Relations have strained between France and Mali in recent days. While France is engaged in Mali to fight jihadism as part of Operation Barkhane, the Malian ambassador to France on Wednesday accused French soldiers of "overflows" in the red light districts of Bamako. The diplomat was then recalled to his country after having angered the French authorities for "false and unacceptable" remarks.

In the aftermath of very ill-received statements by Ambassador Toumani Djimé Diallo in the Senate incriminating the Foreign Legion, Mali indeed decided on Thursday to recall its diplomat and to dispatch its Minister for Foreign Affairs to France to round off the angles, according to officials. Malians.

"Soothe relationships"

Malian Foreign Minister Tiébilé Dramé was due to leave for Paris on Thursday evening "to ease the situation," according to a source close to the presidency. "This visit is part of the strengthening of relations of friendship and cooperation between the two countries," added a press release from Malian Foreign Affairs.

The Malian ambassador had been summoned earlier Thursday to the French foreign ministry, AFP learned. "We expressed our indignation at his baseless and shocking words from a country allied in the fight against terrorism," it was said at the Quai d'Orsay.

The day before, the Ambassador of Mali to France had denounced before the Defense Committee of the French Senate the "problems" posed according to him by the Foreign Legion on Malian soil.

"At times, in the 'Pigalle' of Bamako, you find them, tattooed all over their body, in the process of rendering an image which is not the one we know of from the (French) army. intrigue ", he had declared, explicitly mentioning the legionaries, yet absent from the Malian capital according to the staff.

"Clarifying" African positions on the French presence in the Sahel

Words very badly lived in Paris, while the Barkhane force has faced for many months the rise of an anti-French feeling in the Sahel, and that it has redoubled efforts in recent weeks to try to curb the spiral of violence in the region.

The French soldiers, present in the region since 2013 to fight against the jihadists, have just seen their number go from 4,500 to 5,100 in the face of the resurgence of attacks.

This violence - often interspersed with inter-community conflicts - killed 4,000 people in Mali, Niger and Burkina Faso in 2019, five times more than in 2016, according to the UN.

France itself lost 13 soldiers in an accident between two helicopters in operation in Mali in November.

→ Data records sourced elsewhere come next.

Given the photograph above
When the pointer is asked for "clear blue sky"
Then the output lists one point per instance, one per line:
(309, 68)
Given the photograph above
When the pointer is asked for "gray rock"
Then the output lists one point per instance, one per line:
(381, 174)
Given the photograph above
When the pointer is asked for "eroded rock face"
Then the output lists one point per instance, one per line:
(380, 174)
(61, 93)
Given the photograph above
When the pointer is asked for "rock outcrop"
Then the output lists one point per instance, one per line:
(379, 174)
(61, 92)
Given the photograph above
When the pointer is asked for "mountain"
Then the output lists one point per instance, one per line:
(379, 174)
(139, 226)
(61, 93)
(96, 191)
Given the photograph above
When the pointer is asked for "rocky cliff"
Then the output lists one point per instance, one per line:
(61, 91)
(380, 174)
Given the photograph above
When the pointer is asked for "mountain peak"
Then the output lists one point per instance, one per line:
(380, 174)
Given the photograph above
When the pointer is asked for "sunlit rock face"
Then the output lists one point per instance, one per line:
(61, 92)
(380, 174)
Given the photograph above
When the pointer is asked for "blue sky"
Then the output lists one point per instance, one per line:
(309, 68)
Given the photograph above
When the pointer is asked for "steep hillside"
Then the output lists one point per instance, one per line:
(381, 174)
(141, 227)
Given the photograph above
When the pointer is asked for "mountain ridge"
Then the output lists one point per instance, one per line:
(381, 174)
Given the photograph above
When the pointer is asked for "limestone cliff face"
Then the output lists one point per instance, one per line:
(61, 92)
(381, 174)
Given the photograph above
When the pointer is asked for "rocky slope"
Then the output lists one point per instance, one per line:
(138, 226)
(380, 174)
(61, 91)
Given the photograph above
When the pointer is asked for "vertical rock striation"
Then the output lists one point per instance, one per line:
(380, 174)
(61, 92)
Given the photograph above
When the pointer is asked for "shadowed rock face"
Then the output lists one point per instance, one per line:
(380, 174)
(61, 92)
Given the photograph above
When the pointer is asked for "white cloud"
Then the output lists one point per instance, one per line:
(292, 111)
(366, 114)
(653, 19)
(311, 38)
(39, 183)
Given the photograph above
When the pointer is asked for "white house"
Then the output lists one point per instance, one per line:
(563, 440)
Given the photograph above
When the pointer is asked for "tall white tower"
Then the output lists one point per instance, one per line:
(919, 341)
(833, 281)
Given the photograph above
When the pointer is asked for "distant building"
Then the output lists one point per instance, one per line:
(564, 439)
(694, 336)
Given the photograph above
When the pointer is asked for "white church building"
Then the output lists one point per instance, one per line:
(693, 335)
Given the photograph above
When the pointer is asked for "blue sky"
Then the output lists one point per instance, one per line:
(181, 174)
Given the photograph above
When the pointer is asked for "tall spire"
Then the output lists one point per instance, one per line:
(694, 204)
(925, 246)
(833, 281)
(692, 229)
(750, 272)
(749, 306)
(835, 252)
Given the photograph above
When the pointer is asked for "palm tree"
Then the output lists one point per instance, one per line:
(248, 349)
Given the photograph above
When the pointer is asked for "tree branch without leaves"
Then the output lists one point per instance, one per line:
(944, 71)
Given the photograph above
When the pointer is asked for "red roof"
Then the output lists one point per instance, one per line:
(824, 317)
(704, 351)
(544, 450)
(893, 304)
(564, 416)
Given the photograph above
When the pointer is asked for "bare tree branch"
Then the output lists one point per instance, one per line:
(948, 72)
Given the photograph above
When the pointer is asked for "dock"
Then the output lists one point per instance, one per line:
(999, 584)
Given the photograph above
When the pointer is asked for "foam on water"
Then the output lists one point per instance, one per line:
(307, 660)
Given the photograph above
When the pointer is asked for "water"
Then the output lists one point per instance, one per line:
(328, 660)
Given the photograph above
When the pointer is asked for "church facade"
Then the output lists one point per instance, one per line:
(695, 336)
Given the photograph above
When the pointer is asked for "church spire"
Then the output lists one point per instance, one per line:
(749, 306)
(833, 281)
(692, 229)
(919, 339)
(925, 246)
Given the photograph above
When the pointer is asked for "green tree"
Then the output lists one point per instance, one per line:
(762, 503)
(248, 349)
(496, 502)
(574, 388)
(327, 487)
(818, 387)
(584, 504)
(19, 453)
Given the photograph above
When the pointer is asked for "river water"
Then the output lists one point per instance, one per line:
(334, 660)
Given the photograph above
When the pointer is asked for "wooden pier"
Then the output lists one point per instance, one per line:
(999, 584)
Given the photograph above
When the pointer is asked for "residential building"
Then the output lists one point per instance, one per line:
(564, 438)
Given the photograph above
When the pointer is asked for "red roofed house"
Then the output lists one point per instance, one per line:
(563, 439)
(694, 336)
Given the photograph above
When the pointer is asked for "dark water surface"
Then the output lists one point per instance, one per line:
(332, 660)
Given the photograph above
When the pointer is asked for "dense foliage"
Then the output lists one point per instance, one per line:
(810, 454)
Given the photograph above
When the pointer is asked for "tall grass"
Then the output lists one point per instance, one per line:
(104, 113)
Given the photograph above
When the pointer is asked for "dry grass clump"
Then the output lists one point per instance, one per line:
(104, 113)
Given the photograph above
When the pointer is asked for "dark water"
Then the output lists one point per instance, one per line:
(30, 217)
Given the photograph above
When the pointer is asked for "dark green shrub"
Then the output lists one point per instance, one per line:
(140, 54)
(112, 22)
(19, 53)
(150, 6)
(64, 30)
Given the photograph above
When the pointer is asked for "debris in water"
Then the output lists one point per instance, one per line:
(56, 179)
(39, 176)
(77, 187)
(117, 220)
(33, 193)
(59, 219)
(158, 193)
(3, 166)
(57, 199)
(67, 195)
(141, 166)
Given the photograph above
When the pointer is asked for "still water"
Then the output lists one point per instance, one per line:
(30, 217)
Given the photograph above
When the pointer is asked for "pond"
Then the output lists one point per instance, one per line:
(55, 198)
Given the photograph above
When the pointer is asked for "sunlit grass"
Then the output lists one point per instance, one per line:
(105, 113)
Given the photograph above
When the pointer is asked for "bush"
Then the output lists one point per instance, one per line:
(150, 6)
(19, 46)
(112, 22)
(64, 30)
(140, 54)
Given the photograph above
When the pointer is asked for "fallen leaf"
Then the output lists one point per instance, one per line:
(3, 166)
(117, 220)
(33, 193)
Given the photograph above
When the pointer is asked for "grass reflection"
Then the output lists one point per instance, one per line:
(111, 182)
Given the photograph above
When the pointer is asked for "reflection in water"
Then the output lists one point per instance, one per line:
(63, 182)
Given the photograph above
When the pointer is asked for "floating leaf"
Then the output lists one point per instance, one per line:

And Paris was openly annoyed at the end of 2019 with support deemed too timid on the part of the Sahelian authorities, including Mali.

"False accusations"

The words of the Malian ambassador added fuel to the fire and provoked an epidermic reaction on Thursday from the cabinet of the Minister of the Armed Forces, in a statement sent to AFP.

"Rather than conveying and propagating false accusations, we expect the ambassador of Mali to mobilize all his action for the implementation of the decisions of the Pau summit and the success of all," the cabinet snapped. by Florence Parly, recalling that there have been "almost no more French soldiers stationed in Bamako" since August 2014.

The day before, the French general staff had already objected that the legionaries were not "stationed in Bamako" and that they were not intended to go there. They "have no free quarter or rest time outside the operational bases [of Barkhane]", located in the north of the country, had assured the French army.